Ein Dialog. Über die holländische und die deutsche Sprache

Beste Ruthild Soltau, we hebben afgesproken dat we samen op mijn weblog een kleine tweetalige dialoog gaan voeren over de verschillen tussen het Nederlands en het Duits. We doen dit omdat we al enige tijd steeds weer spontaan in gesprek raken over de eigenheden van jouw en mijn moedertaal. Ik begin maar met een vraag. Als jij iemand Nederlands hoort spreken, welke indruk maakt dat op jou? Hartelijk, Jelle

Lieber Jelle! Ich habe eine spontane Sympathie mit der holländischen Sprache! Sie klingt gemütlich, warm. aber auch irgendwie bodenständig, handfest, ja, irgendwie zum Anfassen. Sie ist ganz zu Hause, scheint mir, im Fühlen, in dem, was zwischen den Menschen webt. Und es kommt mir so vor, als ob ich als Fremde gleich ins Wohnzimmer eingeladen werde. Ich kann nicht alles, was ich erlebe erfassen, noch weniger beschreiben, ich würde gern auch noch mehr die Sprache hören... Liebe Grüße, Ruthild

Het valt niet mee een afstand tot je eigen moedertaal te scheppen. Je zwemt in je eigen taal als een vis in het water. Maar iets van je beschrijvingen kan ik wel meevoelen. Het is me wel gebeurd dat ik bij het overstappen op het station van Arnhem voor een kort moment de Nederlandse taal als „vreemd“ ervoer. Wat ik dan beleefde is inderdaad zoiets als een gemakkelijkheid en een ongedwongenheid. Wat me vaak opvalt is, dat het Nederlands veel beelden heeft, zoals: een oog in het zeil houden. Het Duits is meer op begrippen orienteert.
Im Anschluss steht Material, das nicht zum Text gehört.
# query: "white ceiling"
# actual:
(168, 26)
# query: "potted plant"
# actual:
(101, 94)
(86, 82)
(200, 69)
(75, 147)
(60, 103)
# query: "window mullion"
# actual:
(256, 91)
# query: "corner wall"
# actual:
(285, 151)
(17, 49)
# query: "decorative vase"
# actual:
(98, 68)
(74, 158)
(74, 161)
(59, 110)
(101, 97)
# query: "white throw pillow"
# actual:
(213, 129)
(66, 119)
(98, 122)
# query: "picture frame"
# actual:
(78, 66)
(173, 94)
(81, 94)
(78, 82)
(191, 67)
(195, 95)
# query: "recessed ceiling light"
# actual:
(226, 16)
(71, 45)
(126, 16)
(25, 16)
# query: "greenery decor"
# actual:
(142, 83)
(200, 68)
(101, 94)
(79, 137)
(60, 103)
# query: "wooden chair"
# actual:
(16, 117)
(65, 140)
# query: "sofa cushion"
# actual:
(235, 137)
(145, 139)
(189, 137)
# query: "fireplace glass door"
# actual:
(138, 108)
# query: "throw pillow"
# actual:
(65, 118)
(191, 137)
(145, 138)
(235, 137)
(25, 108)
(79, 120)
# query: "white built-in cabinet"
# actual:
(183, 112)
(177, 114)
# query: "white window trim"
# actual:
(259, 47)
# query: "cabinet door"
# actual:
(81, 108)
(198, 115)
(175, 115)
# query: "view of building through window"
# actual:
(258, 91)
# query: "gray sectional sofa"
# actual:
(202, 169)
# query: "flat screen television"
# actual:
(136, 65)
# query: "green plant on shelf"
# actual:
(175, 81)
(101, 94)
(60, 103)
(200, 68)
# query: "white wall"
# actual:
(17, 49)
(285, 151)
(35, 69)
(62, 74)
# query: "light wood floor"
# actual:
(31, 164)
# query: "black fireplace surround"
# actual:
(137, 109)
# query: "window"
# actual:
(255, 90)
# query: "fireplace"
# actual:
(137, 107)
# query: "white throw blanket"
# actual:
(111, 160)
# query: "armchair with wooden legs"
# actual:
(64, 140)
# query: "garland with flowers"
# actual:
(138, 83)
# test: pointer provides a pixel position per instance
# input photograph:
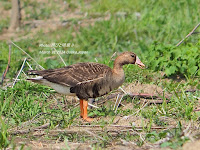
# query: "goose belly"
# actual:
(59, 88)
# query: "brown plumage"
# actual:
(87, 80)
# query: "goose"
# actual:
(86, 80)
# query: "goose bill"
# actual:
(139, 63)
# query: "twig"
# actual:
(44, 126)
(29, 65)
(189, 34)
(8, 65)
(94, 135)
(19, 72)
(116, 102)
(60, 57)
(92, 105)
(27, 55)
(119, 103)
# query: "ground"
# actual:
(38, 118)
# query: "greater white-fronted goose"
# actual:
(86, 80)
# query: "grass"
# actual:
(133, 25)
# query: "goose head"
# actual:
(128, 58)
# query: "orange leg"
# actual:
(83, 108)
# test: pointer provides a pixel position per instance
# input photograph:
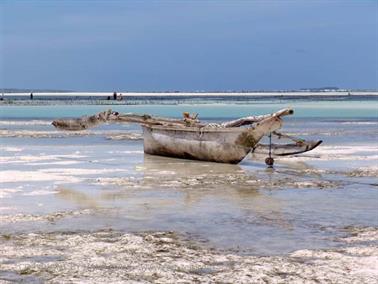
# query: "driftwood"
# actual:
(86, 122)
(188, 138)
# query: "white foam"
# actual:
(39, 192)
(10, 149)
(7, 192)
(25, 122)
(35, 176)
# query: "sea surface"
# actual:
(53, 181)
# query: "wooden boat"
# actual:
(225, 145)
(188, 138)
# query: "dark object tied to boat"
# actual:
(188, 138)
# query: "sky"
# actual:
(188, 45)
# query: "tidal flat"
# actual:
(90, 206)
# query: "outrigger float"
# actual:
(188, 138)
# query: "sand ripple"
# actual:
(165, 257)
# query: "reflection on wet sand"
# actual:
(171, 187)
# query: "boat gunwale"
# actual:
(198, 129)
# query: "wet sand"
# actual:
(91, 207)
(109, 256)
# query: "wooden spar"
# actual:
(253, 119)
(286, 149)
(86, 122)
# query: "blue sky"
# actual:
(188, 45)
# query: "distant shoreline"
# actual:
(68, 95)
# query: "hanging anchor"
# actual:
(269, 161)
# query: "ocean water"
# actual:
(100, 178)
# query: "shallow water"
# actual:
(100, 178)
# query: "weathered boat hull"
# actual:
(224, 145)
(194, 145)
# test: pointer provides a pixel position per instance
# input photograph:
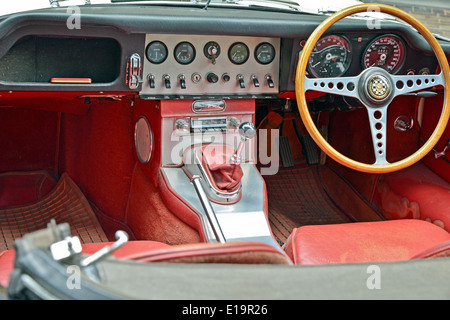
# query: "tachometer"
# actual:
(387, 52)
(238, 53)
(156, 52)
(264, 53)
(330, 57)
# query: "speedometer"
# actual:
(387, 52)
(330, 57)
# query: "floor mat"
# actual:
(296, 198)
(65, 203)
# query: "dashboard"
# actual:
(198, 65)
(162, 52)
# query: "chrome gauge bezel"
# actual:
(348, 57)
(231, 56)
(258, 52)
(177, 51)
(149, 46)
(399, 40)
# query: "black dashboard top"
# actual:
(129, 25)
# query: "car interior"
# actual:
(226, 135)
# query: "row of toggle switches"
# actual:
(211, 77)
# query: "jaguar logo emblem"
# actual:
(378, 87)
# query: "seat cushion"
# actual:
(415, 193)
(129, 249)
(152, 251)
(379, 241)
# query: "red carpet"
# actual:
(65, 203)
(297, 198)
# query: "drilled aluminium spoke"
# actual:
(406, 84)
(378, 125)
(345, 86)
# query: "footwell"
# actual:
(64, 203)
(296, 198)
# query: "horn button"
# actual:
(377, 86)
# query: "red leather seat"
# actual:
(379, 241)
(152, 251)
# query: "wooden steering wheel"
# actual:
(376, 89)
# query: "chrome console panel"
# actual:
(180, 66)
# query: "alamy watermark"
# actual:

Ja, ich habe auch bemerkt, dass Niederländer sehr auf das Sehen, auf die Wahrnehmung durch die Augen orientiert sind. Man hört an der Sprache fast so was wie Schmecken, eine subtile Ernährung durch die Augen kann bemerkt werden. Auch die Ausdrücke zeigen das, z. B. "lekker weertje vandaag" (schönes Wetter heute). Ich liebe meine Muttersprache, aber ich könnte nicht sagen, dass ich in ihr schwimme. Das Sprechen ist für mich  immer mit einem inneren Hören verbunden. Die deutsche Sprache lebt sehr mit Begriffen, sie öffnet sich der Begrifflichkeit und im Satzbau sind verschiedenste Verknüpfungen, Verbindungen von Begriffen möglich. Aber darin liegt auch eine große Gefahr. Ich habe einige Jahre Germanistik studiert und wissenschaftliche Texte gelesen, viel Literatur über Literatur. Ich habe sehr gerungen mit vielen Texten, nicht mit dem Verständnis, sondern mit dem, was ich dabei erlebte: Wie mit Sprache umgegangen wird. Die Sprache kann für inhaltsleere, komplizierte, abstrakte Geflechte verwendet werden, ein großer Dünkel ist oft damit verbunden und man bekommt den Eindruck : die Kompliziertheit der Begriffskombinationen und der Satzgeflechte sollen die Garantie für Wissenschaftlichkeit sein! Begriffe haben etwas Wesenhaftes und "wo keine Götter walten, walten Gespenster". Die Sprache kann so sehr manipulieren! Das ist ja gerade in Deutschland in so schlimmer Weise geschehen. In die Sprache können Dämonen einziehen. Wir Deutschen haben auch wie die Niederländer viele Bilder in der Sprache, in sprachlichen Wendungen, in der Dichtung, in Märchen... Ich habe das Gefühl, dass es der deutschen Sprache gut tut, wenn Niederländer deutsch sprechen.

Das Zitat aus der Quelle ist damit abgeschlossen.